Monday, July 7, 2008

The Shortia seeds are germinating, including the McDowell County seeds....We will be introducing new germplasm into the world of cultivated Shortia

Look at that! Four seedling in just a fraction of a seed tray. We are getting germination from the first planted seeds. Let's summarize this project to date. Shortia is an attractive, see bottom photo, wildflower native to a few localized sites in the Southeast. It is not easily grown from seed, technically the seed is recalcitrant. It has an interesting story; it was discovered, collected (without a flower!), forgotten, rediscovered, in Europe, as an herbarium specimen, named from the specimen (still with no flower), finally rediscovered in the wild much later, then largely destroyed by the creation of a Lake built to supply hydroelectric power. Wow! All of the plants in cultivation, the trade, and in Public Gardens are descendants of plants from basically one area.
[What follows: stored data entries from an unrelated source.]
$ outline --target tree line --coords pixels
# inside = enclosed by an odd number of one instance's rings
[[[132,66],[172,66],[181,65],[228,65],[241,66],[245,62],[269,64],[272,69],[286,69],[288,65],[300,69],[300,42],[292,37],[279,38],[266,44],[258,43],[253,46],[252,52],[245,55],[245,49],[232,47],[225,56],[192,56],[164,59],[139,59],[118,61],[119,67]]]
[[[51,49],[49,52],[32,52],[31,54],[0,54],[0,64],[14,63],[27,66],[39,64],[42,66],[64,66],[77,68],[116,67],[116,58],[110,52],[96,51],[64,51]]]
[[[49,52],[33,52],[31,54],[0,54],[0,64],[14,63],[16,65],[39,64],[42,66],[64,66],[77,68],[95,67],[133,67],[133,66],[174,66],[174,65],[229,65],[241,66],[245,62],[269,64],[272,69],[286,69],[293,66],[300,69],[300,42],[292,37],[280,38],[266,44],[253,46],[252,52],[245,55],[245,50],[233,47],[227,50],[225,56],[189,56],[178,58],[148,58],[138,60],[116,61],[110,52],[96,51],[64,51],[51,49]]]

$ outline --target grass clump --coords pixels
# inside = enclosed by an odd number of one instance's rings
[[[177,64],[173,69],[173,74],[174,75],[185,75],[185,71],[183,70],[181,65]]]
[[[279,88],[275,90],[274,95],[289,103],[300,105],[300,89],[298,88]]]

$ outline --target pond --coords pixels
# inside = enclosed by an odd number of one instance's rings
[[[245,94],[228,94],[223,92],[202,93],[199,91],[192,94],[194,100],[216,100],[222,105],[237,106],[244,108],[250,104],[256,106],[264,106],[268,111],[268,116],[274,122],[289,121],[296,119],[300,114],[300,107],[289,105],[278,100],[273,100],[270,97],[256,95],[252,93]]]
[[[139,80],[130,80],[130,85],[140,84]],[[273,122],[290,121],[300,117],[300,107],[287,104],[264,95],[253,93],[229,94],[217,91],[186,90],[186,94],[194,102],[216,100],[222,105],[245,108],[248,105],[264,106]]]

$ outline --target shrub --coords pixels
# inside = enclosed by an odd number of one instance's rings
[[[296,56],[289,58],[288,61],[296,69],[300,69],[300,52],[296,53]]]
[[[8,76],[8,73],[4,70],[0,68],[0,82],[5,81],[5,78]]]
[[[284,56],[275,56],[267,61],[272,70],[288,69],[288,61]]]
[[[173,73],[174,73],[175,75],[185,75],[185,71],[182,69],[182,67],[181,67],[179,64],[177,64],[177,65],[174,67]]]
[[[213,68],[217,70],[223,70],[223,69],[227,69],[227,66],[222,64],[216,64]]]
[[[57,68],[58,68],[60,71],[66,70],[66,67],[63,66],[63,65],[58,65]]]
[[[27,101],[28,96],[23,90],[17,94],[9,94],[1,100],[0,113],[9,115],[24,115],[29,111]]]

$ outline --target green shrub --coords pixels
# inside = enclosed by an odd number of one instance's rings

Joan Feely, Curator of Native Plant Collections at the US National Arboretum, spurred into action by losing most of a previously healthy colony of Shortia to disease, decided to go after fresh seed. After doing research, she realized that the source of all cultivated material was just the one area so we determined to go after seeds from more than one location. Earlier this year three of us traveled to South Carolina and North Carolina; the timing was good, we arrived as the seed was maturing, and collected good quantities from multiple locations. We planted seed shortly after our return.

There are a number of upsides to this project; one, we are introducing new germplasm from a new location; two, we are submitting samples to the main Federal Seed Bank in Ft. Collins, Colorado where the seed will be analyzed, studied, and stored at sub-zero temperatures (under all protocols so far known, the seed has essentially no shelf life); and three, we are doing a number of controlled trials to help understand the germination process, making seed propagation a more reasonable technique. If Ft. Collins succeeds in maintaining viable seed over a long period of time that would be an incredible advance for a very vulnerable species. Now we are beginning to see significant germination including those seeds from the McDowell County, disjunct population. It is very exciting!